The College notes that the medical technology manufacturing company Becton Dickinson (BD) has issued a recall of their IV Infusion medical products. In that regard, the UK Medicines and Healthcare products Regulatory Agency (MHRA) has published a national alert.

It follows an investigation by Becton Dickinson which found that the sterilisation process of their products undertaken by a third party supplier did not meet required standards. To ensure the quality of their products, Becton Dickinson has, since mid-February, placed a shipping hold on all products, while they put in place alternative measures. New supplies will begin to be available in the UK later in March.

Becton Dickinson have not reported any patient safety issues in relation to the lack of standardised sterilisation process.

Infusion sets, including those manufactured by Becton Dickinson, are used in NHS hospitals and form the tubing used with an infusion pump to deliver fluids including medications, blood or blood products into a patient in a controlled manner. Becton Dickinson is a substantial supplier to the NHS in the UK.

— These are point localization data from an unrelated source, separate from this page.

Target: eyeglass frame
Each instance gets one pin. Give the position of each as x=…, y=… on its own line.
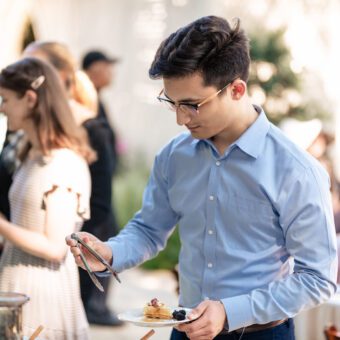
x=196, y=107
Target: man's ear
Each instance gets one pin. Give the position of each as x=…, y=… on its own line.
x=31, y=98
x=238, y=89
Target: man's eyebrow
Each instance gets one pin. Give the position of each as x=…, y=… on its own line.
x=186, y=100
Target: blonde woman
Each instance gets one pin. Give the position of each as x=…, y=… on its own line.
x=49, y=198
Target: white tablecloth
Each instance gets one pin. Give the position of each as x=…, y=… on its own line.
x=309, y=325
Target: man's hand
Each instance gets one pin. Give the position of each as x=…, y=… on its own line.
x=211, y=318
x=100, y=247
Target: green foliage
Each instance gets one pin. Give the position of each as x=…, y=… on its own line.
x=272, y=74
x=128, y=192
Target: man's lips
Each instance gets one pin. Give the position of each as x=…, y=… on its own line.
x=193, y=127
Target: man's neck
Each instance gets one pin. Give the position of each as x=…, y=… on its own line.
x=245, y=119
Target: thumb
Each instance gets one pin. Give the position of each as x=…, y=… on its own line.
x=198, y=311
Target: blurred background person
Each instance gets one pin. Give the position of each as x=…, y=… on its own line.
x=84, y=104
x=49, y=197
x=103, y=222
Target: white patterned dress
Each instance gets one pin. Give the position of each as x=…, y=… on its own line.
x=53, y=288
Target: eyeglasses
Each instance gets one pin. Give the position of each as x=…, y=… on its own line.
x=192, y=109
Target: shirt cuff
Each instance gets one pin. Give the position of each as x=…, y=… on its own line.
x=116, y=265
x=238, y=310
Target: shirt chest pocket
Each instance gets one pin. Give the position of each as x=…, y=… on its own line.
x=253, y=224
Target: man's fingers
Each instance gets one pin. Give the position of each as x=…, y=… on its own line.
x=198, y=311
x=79, y=262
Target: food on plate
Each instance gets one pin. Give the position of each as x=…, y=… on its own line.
x=157, y=310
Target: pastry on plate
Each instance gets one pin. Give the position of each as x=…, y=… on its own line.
x=157, y=310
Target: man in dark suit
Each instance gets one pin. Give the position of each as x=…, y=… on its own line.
x=103, y=222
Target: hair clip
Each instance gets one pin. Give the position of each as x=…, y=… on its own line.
x=37, y=82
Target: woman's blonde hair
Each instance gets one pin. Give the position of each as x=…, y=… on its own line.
x=52, y=117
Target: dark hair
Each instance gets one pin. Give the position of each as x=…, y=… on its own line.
x=52, y=117
x=208, y=46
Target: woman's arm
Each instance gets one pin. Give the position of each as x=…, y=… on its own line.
x=61, y=216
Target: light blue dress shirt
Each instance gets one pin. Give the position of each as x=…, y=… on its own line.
x=241, y=216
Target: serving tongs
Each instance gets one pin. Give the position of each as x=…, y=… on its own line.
x=93, y=277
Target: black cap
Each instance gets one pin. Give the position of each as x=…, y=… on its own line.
x=94, y=56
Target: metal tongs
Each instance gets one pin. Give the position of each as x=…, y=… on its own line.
x=93, y=277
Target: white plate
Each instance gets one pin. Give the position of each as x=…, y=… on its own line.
x=136, y=317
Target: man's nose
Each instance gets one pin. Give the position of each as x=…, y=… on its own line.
x=182, y=117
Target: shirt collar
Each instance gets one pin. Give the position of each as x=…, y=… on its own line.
x=252, y=140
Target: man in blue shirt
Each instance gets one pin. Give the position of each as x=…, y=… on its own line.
x=244, y=197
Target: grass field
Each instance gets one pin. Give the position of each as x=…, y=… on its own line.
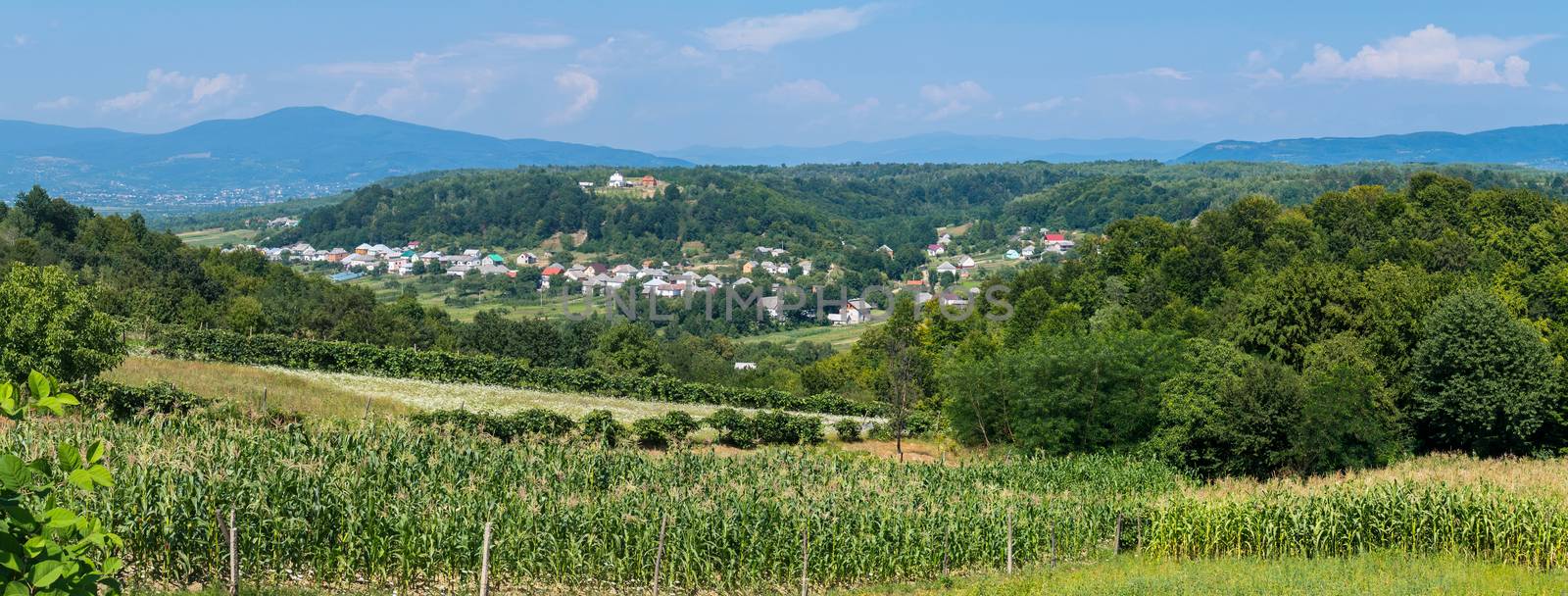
x=344, y=396
x=841, y=337
x=219, y=237
x=1384, y=572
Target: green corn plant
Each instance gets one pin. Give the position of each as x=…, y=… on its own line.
x=44, y=546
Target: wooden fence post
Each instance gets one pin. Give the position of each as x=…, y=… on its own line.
x=485, y=562
x=1008, y=540
x=1053, y=541
x=1117, y=546
x=805, y=557
x=659, y=556
x=234, y=557
x=948, y=541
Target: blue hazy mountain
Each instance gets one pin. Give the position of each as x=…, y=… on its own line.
x=1537, y=146
x=279, y=154
x=943, y=148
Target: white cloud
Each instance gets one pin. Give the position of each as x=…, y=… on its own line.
x=410, y=83
x=1045, y=106
x=1431, y=54
x=953, y=99
x=1165, y=73
x=63, y=102
x=220, y=86
x=800, y=93
x=533, y=41
x=584, y=91
x=1259, y=70
x=174, y=90
x=764, y=33
x=864, y=107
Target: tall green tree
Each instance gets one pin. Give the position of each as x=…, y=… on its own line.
x=1348, y=420
x=627, y=349
x=51, y=323
x=1486, y=381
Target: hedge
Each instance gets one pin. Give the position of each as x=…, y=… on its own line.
x=122, y=400
x=527, y=423
x=452, y=368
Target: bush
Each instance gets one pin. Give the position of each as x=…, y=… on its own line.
x=780, y=428
x=159, y=397
x=734, y=428
x=54, y=325
x=600, y=427
x=535, y=423
x=441, y=366
x=46, y=548
x=849, y=430
x=671, y=428
x=1484, y=380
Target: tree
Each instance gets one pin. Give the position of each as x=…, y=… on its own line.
x=906, y=366
x=1230, y=415
x=1484, y=380
x=627, y=349
x=1062, y=394
x=51, y=323
x=1298, y=306
x=1348, y=413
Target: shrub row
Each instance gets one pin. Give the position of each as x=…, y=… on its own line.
x=600, y=425
x=441, y=366
x=122, y=400
x=530, y=423
x=765, y=428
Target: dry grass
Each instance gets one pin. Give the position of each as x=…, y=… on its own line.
x=1377, y=572
x=344, y=396
x=247, y=384
x=1541, y=477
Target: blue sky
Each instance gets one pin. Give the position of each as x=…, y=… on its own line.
x=662, y=74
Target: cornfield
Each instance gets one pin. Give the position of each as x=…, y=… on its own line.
x=1346, y=520
x=394, y=504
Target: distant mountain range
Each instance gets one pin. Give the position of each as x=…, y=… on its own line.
x=1536, y=146
x=943, y=148
x=297, y=153
x=281, y=154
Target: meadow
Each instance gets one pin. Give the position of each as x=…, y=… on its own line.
x=345, y=396
x=383, y=504
x=1376, y=572
x=216, y=237
x=389, y=504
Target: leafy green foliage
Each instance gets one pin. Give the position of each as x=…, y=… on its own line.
x=52, y=323
x=1486, y=380
x=670, y=430
x=1063, y=394
x=765, y=428
x=47, y=548
x=601, y=428
x=441, y=366
x=533, y=423
x=159, y=397
x=849, y=430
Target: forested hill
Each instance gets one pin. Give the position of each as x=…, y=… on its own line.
x=820, y=209
x=1537, y=146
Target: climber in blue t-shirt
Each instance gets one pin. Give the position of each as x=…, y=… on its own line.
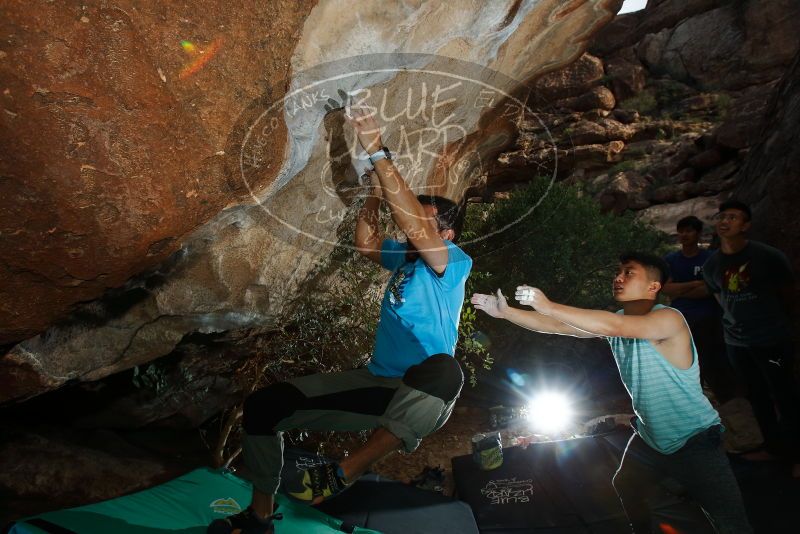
x=409, y=388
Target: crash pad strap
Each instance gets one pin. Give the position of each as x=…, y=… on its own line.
x=47, y=526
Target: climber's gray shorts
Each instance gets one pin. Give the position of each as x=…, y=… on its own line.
x=410, y=407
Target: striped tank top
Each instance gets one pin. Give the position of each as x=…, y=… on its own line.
x=669, y=403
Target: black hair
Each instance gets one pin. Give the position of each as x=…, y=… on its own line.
x=653, y=264
x=692, y=222
x=733, y=204
x=447, y=212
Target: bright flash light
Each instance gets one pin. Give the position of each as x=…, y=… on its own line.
x=549, y=412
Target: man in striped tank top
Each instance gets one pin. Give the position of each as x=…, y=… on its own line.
x=677, y=431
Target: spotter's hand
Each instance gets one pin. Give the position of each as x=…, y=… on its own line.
x=535, y=298
x=493, y=305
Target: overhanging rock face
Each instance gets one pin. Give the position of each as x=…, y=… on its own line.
x=221, y=165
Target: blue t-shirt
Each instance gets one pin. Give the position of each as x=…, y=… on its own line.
x=684, y=269
x=420, y=309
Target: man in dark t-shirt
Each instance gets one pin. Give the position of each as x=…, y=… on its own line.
x=689, y=295
x=754, y=284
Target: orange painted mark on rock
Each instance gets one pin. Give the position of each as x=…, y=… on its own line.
x=202, y=56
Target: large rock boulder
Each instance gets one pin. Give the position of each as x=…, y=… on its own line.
x=221, y=157
x=770, y=174
x=732, y=46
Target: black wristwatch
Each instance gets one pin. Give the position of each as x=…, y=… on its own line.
x=382, y=153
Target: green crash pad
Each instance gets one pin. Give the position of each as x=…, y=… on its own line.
x=185, y=505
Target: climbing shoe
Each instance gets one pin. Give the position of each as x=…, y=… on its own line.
x=246, y=522
x=316, y=484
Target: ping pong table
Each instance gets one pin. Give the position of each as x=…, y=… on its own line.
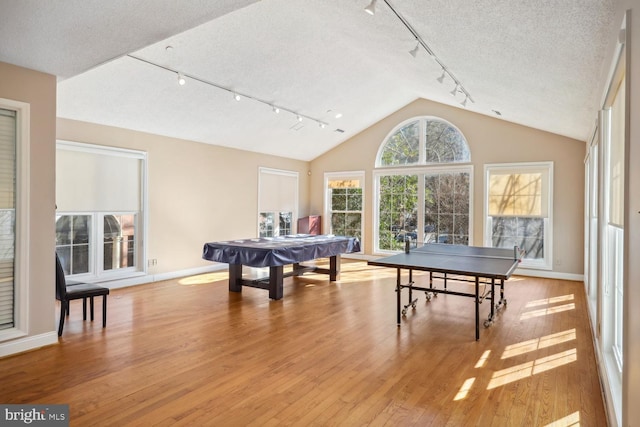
x=455, y=262
x=275, y=253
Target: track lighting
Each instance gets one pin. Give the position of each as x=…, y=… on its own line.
x=237, y=96
x=371, y=9
x=414, y=51
x=420, y=42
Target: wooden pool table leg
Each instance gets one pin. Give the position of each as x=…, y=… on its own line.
x=275, y=282
x=235, y=277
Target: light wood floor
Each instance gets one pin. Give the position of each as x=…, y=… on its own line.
x=188, y=352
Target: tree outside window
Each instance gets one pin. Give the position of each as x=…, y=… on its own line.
x=426, y=196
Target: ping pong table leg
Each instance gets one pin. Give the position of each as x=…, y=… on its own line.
x=398, y=291
x=334, y=268
x=493, y=291
x=235, y=277
x=477, y=308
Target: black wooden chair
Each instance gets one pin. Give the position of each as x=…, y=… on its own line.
x=65, y=293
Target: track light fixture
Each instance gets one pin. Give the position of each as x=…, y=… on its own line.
x=182, y=79
x=371, y=9
x=445, y=71
x=414, y=51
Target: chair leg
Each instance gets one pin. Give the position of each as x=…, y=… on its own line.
x=104, y=311
x=64, y=308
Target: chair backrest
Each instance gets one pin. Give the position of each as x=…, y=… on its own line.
x=61, y=284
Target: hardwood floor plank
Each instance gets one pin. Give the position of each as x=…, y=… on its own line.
x=187, y=352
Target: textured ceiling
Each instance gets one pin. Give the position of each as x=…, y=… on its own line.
x=537, y=63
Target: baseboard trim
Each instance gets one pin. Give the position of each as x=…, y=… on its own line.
x=28, y=343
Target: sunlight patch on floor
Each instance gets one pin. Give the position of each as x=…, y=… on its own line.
x=525, y=370
x=464, y=390
x=202, y=279
x=548, y=301
x=538, y=343
x=483, y=359
x=547, y=311
x=572, y=420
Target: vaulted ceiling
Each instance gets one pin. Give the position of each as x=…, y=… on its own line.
x=536, y=63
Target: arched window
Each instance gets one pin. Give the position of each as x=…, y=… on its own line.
x=423, y=185
x=427, y=140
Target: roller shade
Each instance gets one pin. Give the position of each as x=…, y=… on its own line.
x=278, y=191
x=521, y=193
x=97, y=180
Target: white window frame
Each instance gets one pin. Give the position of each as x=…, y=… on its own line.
x=96, y=256
x=21, y=257
x=333, y=176
x=546, y=263
x=262, y=171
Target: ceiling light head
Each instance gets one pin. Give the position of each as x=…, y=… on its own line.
x=371, y=9
x=414, y=51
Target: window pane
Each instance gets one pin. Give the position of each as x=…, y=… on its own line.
x=445, y=144
x=338, y=200
x=399, y=210
x=354, y=199
x=119, y=241
x=526, y=233
x=518, y=194
x=72, y=242
x=285, y=223
x=266, y=224
x=402, y=148
x=446, y=210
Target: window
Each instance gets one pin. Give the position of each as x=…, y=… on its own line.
x=518, y=210
x=14, y=196
x=7, y=216
x=277, y=202
x=423, y=192
x=344, y=203
x=100, y=198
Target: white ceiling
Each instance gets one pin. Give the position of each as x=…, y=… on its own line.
x=539, y=63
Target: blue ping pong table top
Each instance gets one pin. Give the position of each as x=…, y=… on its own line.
x=474, y=261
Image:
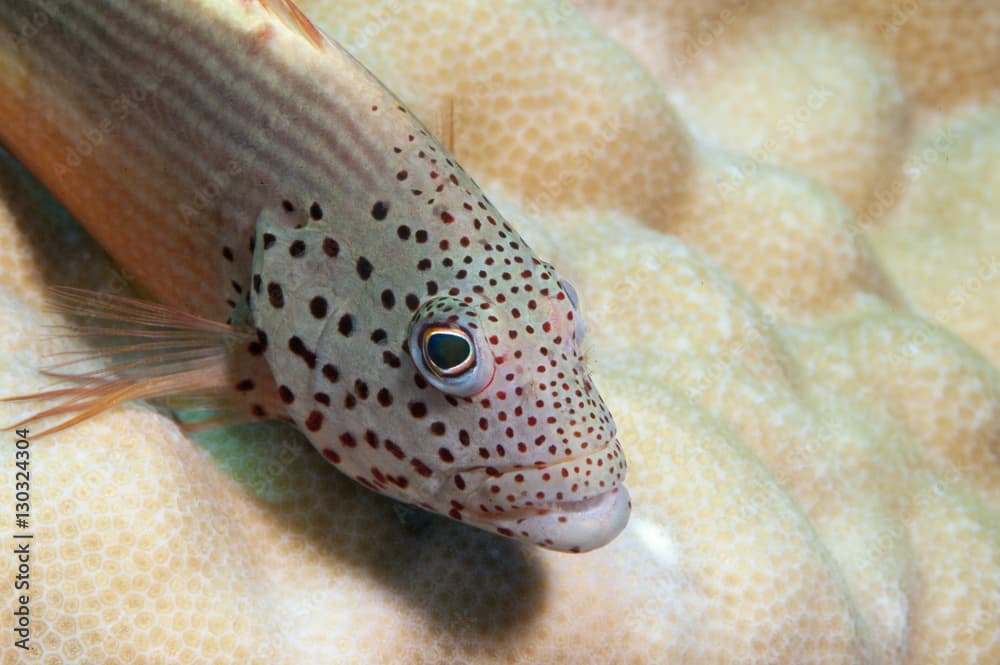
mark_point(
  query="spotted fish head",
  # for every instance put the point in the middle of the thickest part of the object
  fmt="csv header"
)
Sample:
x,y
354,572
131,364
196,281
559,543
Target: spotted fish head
x,y
430,355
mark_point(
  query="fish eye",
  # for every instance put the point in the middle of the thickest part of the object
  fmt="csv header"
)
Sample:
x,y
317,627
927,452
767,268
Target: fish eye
x,y
449,348
448,352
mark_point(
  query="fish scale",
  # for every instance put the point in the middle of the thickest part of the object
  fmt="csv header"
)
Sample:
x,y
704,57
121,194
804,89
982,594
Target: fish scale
x,y
347,250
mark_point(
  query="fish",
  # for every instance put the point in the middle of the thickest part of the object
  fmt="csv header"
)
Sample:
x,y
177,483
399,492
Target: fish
x,y
307,251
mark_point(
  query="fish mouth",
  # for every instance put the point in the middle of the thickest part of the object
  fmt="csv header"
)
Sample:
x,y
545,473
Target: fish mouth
x,y
575,505
569,526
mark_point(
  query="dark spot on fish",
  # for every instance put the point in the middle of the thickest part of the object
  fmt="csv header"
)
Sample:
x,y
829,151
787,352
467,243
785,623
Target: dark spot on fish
x,y
275,295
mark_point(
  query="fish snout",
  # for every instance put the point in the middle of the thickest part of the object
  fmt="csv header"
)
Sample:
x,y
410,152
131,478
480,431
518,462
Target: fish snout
x,y
573,506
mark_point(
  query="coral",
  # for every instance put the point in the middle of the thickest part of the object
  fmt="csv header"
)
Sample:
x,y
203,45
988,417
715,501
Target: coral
x,y
781,221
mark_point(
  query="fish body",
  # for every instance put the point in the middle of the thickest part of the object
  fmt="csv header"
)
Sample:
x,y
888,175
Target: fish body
x,y
244,169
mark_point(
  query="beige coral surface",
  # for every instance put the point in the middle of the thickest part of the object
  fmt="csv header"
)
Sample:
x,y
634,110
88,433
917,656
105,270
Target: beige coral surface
x,y
784,223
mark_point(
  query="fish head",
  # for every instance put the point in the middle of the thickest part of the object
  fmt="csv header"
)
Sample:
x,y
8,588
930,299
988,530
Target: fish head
x,y
448,375
535,455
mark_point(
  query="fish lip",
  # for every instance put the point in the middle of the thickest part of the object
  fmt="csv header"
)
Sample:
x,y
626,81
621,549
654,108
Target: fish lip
x,y
570,526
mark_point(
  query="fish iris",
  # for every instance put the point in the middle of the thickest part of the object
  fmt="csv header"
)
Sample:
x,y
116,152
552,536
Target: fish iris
x,y
448,352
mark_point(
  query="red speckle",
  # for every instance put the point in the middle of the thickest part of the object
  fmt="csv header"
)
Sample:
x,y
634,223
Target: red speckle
x,y
315,421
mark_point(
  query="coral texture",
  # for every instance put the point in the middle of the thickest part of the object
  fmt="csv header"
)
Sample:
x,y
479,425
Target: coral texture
x,y
782,220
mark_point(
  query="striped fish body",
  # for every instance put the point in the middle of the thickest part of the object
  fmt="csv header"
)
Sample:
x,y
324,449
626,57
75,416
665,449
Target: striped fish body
x,y
243,168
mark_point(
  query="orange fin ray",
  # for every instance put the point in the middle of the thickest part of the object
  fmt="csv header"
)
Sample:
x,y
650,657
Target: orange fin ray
x,y
292,16
156,352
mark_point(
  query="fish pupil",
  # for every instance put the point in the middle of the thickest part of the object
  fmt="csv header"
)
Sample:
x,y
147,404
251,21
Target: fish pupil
x,y
448,352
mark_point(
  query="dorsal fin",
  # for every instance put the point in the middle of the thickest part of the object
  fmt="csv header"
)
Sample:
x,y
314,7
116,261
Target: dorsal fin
x,y
294,18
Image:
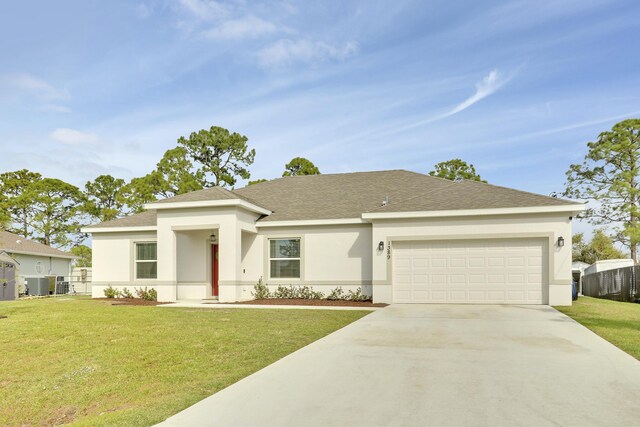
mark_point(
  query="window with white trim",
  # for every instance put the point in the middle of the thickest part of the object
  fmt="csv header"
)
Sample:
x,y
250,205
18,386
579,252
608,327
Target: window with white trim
x,y
146,260
284,258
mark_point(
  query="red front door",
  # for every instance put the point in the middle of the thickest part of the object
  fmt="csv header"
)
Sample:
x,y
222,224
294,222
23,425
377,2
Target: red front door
x,y
214,269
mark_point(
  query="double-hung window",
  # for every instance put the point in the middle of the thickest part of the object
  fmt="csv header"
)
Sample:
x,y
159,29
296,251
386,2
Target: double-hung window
x,y
146,260
284,258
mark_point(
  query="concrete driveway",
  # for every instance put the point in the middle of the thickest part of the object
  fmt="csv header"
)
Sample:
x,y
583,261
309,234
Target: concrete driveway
x,y
420,365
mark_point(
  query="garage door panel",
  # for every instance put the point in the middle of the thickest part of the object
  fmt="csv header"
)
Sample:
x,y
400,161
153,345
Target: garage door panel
x,y
495,271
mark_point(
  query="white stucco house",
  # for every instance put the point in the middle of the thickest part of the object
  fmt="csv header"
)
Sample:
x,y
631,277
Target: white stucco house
x,y
401,236
34,259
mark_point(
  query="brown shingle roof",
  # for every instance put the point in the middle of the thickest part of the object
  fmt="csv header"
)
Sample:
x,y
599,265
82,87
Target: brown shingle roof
x,y
349,195
11,243
471,195
334,196
213,193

Scotland’s Chief Medical Officer, Dr Gregor Smith said:

In our management of this situation, patient safety and quality of care are of paramount importance. 

The Scottish Government is working closely with the MHRA and the other UK Health Departments to mitigate any disruption to services, to support clinicians and to ensure that there is no negative impact on patients.

We are also working closely with NHS National Services Scotland and National Procurement to provide support to NHS Boards to put in place measures to alleviate any disruption that this supply issue may cause.

Professor Angela Thomas, Acting President of the Royal College of Physicians of Edinburgh added:

As we understand it, a risk balance assessment must be undertaken regarding this scenario. Clinical consensus has been reached which concurs that it is reasonable not to have a discussion with every patient – that there is no specific reason why any competent practitioner should inform individual patients as risk is so low.

We are advised that if a patient is at particular risk, where treatment could be delayed, then a choice could be made in discussion with that patient.